Marco Antonio González Valdez (born 24 October 1972) is a Mexican politician. He is affiliated with the National Regeneration Movement (MORENA). In the 2012 general election, he was elected to the Chamber of Deputies to represent Nuevo León's 9th district during the 62nd Congress for the Institutional Revolutionary Party.

== Early life ==
Valdez pursued a career in International Trade at the Monterrey Institute of Technology and Higher Education (ITESM), earning a Certificate of Special Studies in Administration and Management from Harvard University, and two Masters from the London School of Economics and Political Science (LSE), in Social Policy and Planning in Developing Countries and in Public Administration and Public Policy. He graduated with a Doctor of Regional Development from Oxford University.

== Career ==
Valdez worked as a consultant at the World Bank in Washington, D.C., and the Regional Office of the Food and Agriculture Organization (FAO), where he contributed to the Institutional Reforms in the Rural Sector, Non-Agricultural Rural Jobs, Policies to Combat Poverty, and Land Regularization.

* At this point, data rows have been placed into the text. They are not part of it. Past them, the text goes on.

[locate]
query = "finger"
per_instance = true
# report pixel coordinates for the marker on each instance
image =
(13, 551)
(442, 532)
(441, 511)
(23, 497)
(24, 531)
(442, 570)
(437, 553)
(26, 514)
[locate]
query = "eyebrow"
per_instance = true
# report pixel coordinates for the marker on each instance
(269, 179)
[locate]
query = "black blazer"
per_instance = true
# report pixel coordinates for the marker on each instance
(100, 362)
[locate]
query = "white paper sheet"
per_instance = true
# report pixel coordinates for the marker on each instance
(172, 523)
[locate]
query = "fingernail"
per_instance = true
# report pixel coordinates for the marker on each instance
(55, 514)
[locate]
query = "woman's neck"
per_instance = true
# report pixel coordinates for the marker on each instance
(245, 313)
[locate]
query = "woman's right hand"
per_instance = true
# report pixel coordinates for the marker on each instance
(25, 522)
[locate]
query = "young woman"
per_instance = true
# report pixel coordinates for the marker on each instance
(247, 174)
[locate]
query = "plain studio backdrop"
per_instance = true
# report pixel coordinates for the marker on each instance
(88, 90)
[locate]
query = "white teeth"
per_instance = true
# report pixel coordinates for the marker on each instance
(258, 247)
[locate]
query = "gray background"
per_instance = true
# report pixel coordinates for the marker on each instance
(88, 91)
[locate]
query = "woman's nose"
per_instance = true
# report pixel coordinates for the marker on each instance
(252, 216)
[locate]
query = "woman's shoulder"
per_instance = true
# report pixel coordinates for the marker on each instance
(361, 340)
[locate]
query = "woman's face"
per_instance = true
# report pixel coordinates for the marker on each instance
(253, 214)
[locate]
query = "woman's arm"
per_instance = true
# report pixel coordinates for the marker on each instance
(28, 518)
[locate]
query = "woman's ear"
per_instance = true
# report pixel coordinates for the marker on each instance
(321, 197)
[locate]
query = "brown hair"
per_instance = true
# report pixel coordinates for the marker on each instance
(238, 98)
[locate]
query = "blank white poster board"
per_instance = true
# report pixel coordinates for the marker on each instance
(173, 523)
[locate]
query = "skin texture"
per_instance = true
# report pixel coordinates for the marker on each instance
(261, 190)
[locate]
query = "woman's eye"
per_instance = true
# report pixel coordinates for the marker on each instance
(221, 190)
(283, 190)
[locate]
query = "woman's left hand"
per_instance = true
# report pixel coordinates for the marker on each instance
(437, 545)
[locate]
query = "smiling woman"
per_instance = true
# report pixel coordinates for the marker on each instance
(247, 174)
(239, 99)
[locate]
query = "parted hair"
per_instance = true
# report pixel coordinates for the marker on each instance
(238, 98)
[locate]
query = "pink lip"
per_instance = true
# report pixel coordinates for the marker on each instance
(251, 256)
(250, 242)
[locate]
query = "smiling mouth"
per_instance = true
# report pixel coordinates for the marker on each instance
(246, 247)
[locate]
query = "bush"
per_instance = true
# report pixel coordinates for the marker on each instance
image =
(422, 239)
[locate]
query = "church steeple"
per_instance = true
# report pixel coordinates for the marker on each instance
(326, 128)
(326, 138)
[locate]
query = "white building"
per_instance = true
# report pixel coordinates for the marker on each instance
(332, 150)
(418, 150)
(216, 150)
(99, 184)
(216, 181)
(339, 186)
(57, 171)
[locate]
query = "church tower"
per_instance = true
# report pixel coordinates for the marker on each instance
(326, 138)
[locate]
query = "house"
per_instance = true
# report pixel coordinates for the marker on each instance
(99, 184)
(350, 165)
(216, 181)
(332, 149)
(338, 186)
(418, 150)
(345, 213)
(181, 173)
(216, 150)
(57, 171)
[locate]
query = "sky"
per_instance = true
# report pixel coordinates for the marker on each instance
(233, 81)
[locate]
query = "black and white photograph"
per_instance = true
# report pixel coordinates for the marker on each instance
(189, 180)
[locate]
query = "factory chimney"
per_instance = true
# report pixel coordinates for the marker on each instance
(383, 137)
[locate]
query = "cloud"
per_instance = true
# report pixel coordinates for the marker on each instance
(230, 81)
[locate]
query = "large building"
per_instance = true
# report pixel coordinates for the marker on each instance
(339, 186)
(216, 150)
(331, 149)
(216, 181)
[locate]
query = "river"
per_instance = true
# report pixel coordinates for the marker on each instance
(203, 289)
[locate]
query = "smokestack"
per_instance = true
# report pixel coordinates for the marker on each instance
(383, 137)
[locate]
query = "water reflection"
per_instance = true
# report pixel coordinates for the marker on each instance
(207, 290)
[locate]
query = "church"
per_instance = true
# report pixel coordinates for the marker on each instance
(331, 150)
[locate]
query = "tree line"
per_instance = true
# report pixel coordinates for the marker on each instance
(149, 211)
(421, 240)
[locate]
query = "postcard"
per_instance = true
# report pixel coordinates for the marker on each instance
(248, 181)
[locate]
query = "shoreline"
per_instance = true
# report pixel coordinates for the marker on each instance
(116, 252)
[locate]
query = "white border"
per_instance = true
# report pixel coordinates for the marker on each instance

On his return to Nuevo León in 2003, Valdez joined the Delegation of the Secretariat of Social Development as the State Coordinator of Microregions. He joined the state administration in the position of Director of the General Unit of Planning, Evaluation and Rural development for the agricultural development corporation of Nuevo León. In November 2004, he was appointed Director General of the Trust for the Development of South Nuevo León (FIDESUR) by the Governor, Lic. Natividad Gonzalez Paras. Valdez then went to live with his family in Galeana.

In October 2009, Valdez was appointed Director General of the Corporation for Agricultural Development of Nuevo León by Governor, Lic. Rodrigo Medina de la Cruz. On February 6, 2012, he resigned his position and ran for the Federal Council of the IX District of Nuevo León, winning the 1 July election by a wide margin. In September 2012, he was sworn in as Federal Deputy CNCista by the IX District of Nuevo León.

Valdez is part of the LXII Legislature of the Chamber of Deputies, which has been recognized as one of the most productive legislatures in the history of Mexico. They have advanced the country's welfare in areas such as education, energy, telecommunications, fiscal, financial, labor, and electoral politics.

He is Chairman of the Study Center for Sustainable Rural Development and Agrifood Sobernía (CEDRSSA), Secretary to the Committee on Water and Sanitation, and Secretary of the Commission for Social Development.

As federal deputy, Valdez allocated over $350 million in social projects for municipalities in the state, such as sports units, paving, pipelines, water networks, drainage, sewerage, power agricultural irrigation, electrification, public squares, and more. As a State Officer and Deputy to Federal, he supported the two communes of Cadereyta and Santiago.